Creatures from below invade the compost, according to their needs and the temperature of the pile.
The purpose of the finished compost is to distribute organic material, earthworms, worm manure, and worm eggs to the gardening areas. My heavy clay soil is packed with minerals but needs organic matter and worm tunneling to lighten it for roots of the plants.
Where does mulch go?
Organic mulch (grass, leaves, sawdust, shredded wood, newsprint) will decompose from the action of soil creatures, notably earthworms. Wood does not take away nitrogen, but soaks it up chemically and lets it go later.
The disappearing of the mulch means the worms are feeding in the dark, which they love, and enjoying the moisture, which benefits all soil creatures and the plants.
Mulch almost eliminates weeding. If a few weeds break out into the sunlight, I pull them up and let them add to the mulch layer on top. A wood mulch is attractive and useful, holding down soil in strong winds.
I used 10 large bags of mulch for eight roses. My neighbor came over to tell me his wife now really wants a rose garden. She visited the new garden soon after and loved it. He noted that he had rototilled the area for the previous resident. No wonder the initial digging was so easy.
Solar Lights and Storms
I had four solar lights left from Arizona. I have been using them in the back yard. Now they are planted in the rose garden. We have a little porch, cement floor, roof above, adjacent to the roses. My wife Chris has already planned relaxing time out there with our cul-de-sac neighbors, Sassy, and me - but not all at once. It is more of a two persons and a dog porch.
The solar lights illuminate for a few hours after sunset. Another one lights at a very low level until activated by movement. Then it goes on for a period of time.
We had our first sod-soaking storm after the roses were planted. The timing was perfect, since rain brings down nitrogen compounds that green up the grass and activate plants. The heavy rain also settled the soil around the roses. We have a second storm on the docket today. The roses have leafed out in green and will soon grow fast.
That has me trimming the tree to increase their sunlight. I find roses love morning sun and afternoon shade.

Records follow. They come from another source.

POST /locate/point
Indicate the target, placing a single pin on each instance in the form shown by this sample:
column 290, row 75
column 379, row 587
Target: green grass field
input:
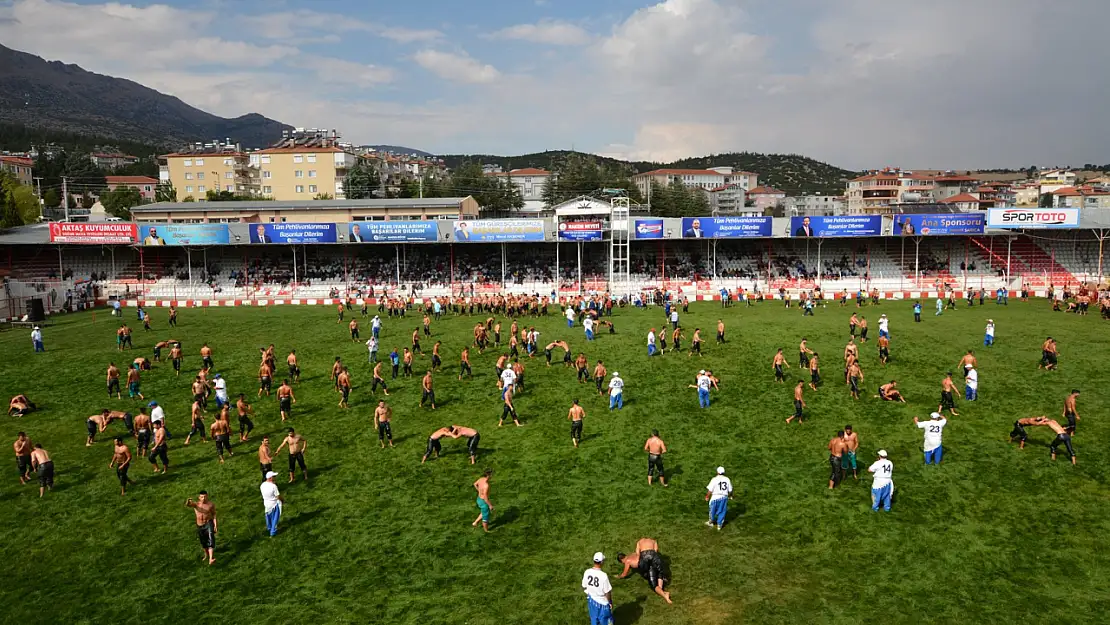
column 994, row 535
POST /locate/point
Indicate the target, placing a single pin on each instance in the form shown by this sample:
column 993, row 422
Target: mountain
column 793, row 173
column 53, row 96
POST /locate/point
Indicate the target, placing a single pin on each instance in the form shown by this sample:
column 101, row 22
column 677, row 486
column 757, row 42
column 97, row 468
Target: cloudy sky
column 859, row 83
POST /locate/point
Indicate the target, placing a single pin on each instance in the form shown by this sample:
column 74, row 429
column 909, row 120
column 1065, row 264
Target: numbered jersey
column 719, row 487
column 596, row 585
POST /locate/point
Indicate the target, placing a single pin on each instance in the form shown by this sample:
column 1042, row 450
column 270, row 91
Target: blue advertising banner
column 579, row 231
column 726, row 227
column 648, row 229
column 844, row 225
column 293, row 233
column 500, row 230
column 939, row 224
column 393, row 232
column 184, row 234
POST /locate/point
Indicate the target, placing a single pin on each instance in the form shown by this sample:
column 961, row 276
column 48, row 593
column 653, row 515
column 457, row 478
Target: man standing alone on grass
column 207, row 524
column 483, row 501
column 883, row 486
column 121, row 461
column 272, row 502
column 718, row 492
column 44, row 466
column 934, row 429
column 598, row 592
column 655, row 449
column 616, row 392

A gardener only has to observe the infinite dependencies built into Creation by the Creating Word - "All things were made by Him and nothing that was made, was made apart from Him." John 1 Jackson Revision Version
Gardeners do almost no work, no matter how much they complain. They may contribute 1%. The rest is gracefully accomplished by the energy of the sun, the washing and regeneration of the rain, the soil renewal and recycling of the creatures underground.